Roll out the top crust in the exact same way, then dump the
apple filling into the pie plate, center the point of the folded-into-quarters
top crust on top of it, and unfold it. Trim the overhang to match the one below
it, then brush some water where the top and bottom crusts meet and press gently
to seal.
Tuck the overhang underneath itself (I realize, looking at the
pictures, that Michael folded it up over itself, and this worked fine too) all
the way around the crust to make a thick lip, then flute the rim by pressing it
with your thumbs and index fingers all the way around. (You could crimp it with
a fork instead, which might be a look you have some affinity with from your own
childhood.)
Use a sharp knife to cut 4 or 5 2-inch vents in the top
crust (to let the steam escape!), then brush the crust and edge all over with
the egg wash.
If you like, cut some of the leftover dough scraps to make
decorations: apples, say, or leaves. I always roll up a little rose shape,
because that's what my mother always did.

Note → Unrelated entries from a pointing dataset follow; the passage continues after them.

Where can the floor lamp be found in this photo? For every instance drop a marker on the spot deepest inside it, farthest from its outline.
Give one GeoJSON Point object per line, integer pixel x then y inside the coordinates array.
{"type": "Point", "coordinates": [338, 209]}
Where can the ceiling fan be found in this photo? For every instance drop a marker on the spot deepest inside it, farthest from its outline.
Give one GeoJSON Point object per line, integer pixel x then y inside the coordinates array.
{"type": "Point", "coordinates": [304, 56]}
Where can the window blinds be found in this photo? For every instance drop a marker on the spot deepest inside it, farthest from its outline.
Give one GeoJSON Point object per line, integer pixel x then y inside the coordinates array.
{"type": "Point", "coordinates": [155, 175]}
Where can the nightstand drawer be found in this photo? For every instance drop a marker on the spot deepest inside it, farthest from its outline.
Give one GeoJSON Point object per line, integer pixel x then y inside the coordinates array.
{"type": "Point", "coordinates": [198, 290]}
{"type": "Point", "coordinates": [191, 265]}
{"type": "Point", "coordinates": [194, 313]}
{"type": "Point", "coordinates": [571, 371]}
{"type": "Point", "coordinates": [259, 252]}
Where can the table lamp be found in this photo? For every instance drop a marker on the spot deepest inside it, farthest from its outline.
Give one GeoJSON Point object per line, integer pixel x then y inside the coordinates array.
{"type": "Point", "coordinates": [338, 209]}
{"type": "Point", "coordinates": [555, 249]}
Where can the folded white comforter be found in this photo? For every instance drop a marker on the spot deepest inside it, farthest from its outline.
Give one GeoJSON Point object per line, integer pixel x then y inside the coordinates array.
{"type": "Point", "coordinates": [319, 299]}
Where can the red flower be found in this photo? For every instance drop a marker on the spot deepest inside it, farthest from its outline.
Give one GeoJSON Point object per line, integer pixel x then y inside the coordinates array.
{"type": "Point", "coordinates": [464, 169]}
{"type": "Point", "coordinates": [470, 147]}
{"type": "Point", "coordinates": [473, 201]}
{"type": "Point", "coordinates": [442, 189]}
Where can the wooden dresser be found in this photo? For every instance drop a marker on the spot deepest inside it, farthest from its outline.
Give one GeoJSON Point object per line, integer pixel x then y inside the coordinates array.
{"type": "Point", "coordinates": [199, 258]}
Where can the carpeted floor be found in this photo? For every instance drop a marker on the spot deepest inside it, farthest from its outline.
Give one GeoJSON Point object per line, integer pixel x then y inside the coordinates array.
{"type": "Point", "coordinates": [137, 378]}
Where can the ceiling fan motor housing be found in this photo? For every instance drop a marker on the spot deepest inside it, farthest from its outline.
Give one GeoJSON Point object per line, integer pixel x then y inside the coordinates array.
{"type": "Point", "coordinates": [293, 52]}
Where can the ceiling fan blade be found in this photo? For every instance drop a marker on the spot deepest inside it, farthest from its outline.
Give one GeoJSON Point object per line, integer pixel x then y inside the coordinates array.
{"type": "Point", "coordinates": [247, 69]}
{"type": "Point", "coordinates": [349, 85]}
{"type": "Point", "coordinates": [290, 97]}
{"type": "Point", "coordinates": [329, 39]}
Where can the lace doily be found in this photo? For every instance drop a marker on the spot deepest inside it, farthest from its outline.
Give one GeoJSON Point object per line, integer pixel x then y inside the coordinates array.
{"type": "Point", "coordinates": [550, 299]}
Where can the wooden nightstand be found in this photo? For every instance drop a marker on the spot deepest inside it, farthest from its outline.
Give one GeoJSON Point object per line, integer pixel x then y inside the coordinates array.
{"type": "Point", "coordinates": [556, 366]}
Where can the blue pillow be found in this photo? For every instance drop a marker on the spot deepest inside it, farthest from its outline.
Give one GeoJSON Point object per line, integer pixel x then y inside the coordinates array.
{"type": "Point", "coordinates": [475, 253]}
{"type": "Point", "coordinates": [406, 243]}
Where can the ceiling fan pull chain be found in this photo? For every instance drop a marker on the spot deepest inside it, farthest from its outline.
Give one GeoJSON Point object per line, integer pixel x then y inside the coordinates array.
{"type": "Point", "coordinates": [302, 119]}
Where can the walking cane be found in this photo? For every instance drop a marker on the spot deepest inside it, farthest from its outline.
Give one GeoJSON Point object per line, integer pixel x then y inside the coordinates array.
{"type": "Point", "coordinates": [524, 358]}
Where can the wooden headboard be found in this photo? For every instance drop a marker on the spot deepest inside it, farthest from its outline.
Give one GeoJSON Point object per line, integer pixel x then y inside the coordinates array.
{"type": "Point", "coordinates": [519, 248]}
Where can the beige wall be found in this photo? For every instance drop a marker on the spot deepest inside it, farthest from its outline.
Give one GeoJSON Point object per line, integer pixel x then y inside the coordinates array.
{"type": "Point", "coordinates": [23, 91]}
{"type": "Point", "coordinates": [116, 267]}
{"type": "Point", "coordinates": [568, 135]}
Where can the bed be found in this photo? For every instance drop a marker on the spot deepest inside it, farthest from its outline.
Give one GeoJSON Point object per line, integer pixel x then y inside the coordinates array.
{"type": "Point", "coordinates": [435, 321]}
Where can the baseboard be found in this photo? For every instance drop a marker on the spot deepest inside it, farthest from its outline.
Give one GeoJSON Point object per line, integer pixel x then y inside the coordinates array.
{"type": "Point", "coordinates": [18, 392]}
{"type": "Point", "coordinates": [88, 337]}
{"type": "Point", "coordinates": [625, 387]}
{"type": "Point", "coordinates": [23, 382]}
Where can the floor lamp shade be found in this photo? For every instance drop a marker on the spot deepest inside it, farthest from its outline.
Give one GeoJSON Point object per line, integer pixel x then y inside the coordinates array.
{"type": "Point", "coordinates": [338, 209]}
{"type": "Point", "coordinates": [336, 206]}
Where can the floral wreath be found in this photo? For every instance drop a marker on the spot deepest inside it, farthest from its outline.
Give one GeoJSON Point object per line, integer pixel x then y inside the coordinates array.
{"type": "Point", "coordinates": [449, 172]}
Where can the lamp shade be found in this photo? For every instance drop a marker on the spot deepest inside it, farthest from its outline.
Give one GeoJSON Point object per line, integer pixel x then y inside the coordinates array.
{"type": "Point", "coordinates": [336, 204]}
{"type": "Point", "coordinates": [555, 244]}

Bake the pie in the middle of the oven for 25 minutes, then
turn the oven down to 375 and bake for another 30 minutes, until the crust is
nicely browned and you can see the apple filling bubbling away through the
vents. If the edges threaten to burn at any point, you can wrap a strip of foil
around them, which is kind of a pain, but works. (I tented my little rose with
foil for the last 10 minutes or so--though I think it actually would have been
fine.) Cool the pie on a rack before showing if off and devouring it.
p.s. Gather the leftover scraps into a ball, wrap in plastic
wrap, and refrigerate. When you've recovered from the pie experience, you can
let your kids roll them out to make little jam tarts and chocolate chip
pastries. Maybe I'll post a few pictures of this activity later in the week. .
.
Holy crap! There is non-hydrogenated shortening out there? I haven't made a decent pie crust since I first read Pollan and swore off the Crisco, despite the sweet memories of cutting Crisco into flour with my grandmother and great-grandmother... And I've tried butter only, which led to late-night cursing on the eve of my daughter's birthday and a rock-hard pie crust the next day... Since then we've sampled various frozen non hydrogenated pie crusts, and I can particularly unrecommend vegan pie crust. But with this recipe, I will try again!